Minnesota Vikings Stadium Plan Gets Good News, Potentially Bad News

The Minnesota Vikings got a big win off the field Tuesday night when the Ramsey County Charter Commission rejected a proposal to let Ramsey County residents vote on a tax hike for a proposed Vikings Stadium in Arden Hills. However, there's a new problem reportedly about to snarl the team's stadium plans.

Around 10 p.m. Tuesday night, the commission voted 10-6 against allowing the stadium funding question be added to the ballot. Ramsey County has proposed using a half-cent sales tax increase to fund $350 million of the new stadium in their county.

The Vikings argued that holding a countywide referendum on a proposed half-cent sales tax hike to help build a new football stadium would delay the project by two years and add at least $110 million to the $1 billion proposal.

“We cannot tell you whether a referendum can pass,” wrote Lester Bagley, the team’s vice president of public affairs and stadium development. He said a countywide vote in November 2012 would push stadium construction into 2013 and inflate the current costs by at least $110 million.

“Neither the taxpayers nor the team can afford such a major delay caused by adding this referendum provision,” Bagley wrote.

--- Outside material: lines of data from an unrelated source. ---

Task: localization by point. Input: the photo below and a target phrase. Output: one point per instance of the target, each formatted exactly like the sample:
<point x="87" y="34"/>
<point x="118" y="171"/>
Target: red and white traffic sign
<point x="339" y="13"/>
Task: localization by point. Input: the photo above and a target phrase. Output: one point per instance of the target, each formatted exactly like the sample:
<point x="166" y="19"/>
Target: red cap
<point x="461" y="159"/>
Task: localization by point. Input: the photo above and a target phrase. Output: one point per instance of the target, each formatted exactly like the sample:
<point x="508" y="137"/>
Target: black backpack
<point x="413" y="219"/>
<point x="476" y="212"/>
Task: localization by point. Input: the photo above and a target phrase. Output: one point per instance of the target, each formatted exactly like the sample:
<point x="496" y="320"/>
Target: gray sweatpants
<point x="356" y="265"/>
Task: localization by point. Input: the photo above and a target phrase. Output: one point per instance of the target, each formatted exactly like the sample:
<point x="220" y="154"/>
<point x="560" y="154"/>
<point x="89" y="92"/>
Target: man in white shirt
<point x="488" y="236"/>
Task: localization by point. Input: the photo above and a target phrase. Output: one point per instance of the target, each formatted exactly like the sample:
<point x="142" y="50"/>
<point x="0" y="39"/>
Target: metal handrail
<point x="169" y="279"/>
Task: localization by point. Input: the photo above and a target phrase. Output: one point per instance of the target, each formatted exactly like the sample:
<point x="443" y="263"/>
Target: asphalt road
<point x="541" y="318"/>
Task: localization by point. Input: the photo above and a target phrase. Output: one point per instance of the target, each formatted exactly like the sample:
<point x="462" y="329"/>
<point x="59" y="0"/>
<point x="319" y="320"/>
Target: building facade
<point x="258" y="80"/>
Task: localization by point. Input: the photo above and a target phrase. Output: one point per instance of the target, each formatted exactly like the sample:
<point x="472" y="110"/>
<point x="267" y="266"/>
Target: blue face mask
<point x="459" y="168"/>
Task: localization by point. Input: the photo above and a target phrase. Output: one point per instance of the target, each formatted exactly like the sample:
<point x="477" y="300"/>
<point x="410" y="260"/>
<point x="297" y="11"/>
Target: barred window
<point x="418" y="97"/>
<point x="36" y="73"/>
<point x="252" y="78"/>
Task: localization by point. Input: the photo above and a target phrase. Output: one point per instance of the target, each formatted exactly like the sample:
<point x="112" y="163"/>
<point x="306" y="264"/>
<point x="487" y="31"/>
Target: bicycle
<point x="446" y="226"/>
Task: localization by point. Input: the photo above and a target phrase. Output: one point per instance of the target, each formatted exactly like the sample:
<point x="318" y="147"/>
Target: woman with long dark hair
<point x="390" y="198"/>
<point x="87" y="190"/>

The Charter Commission is a 17-member panel appointed by members of the county judiciary to oversee and make changes to the Ramsey County Charter, a sort of county constitution. Before Tuesday night’s decision, the commission held a public hearing in which Ramsey County residents by about 2-to-1 favored a public vote on the proposed sales tax increase.

However, there is a new potential obstacle for the Vikings. According to the Star Tribune, the Metropolitan Council is set to release a report Wednesday, requested by Gov. Mark Dayton, on the feasibility of building a stadium on the Arden Hills site, a former Army munitions plant that’s heavily contaminated. According to the Star Tribune report, doubts are being raised on the Vikings' plan to open the stadium by 2015 and the report says the Arden Hills' plan is "an aggressive schedule that is unrealistic."

Minnesota Governor Mark Dayton, a stadium supporter, has suggested he could still call a special session on the stadium this year if a deal comes together. But without broad consensus from all partners, the issue could end up waiting until the next regular session, which convenes at the end of January.

The Vikings lease at the Metrodome is set to run out after this season.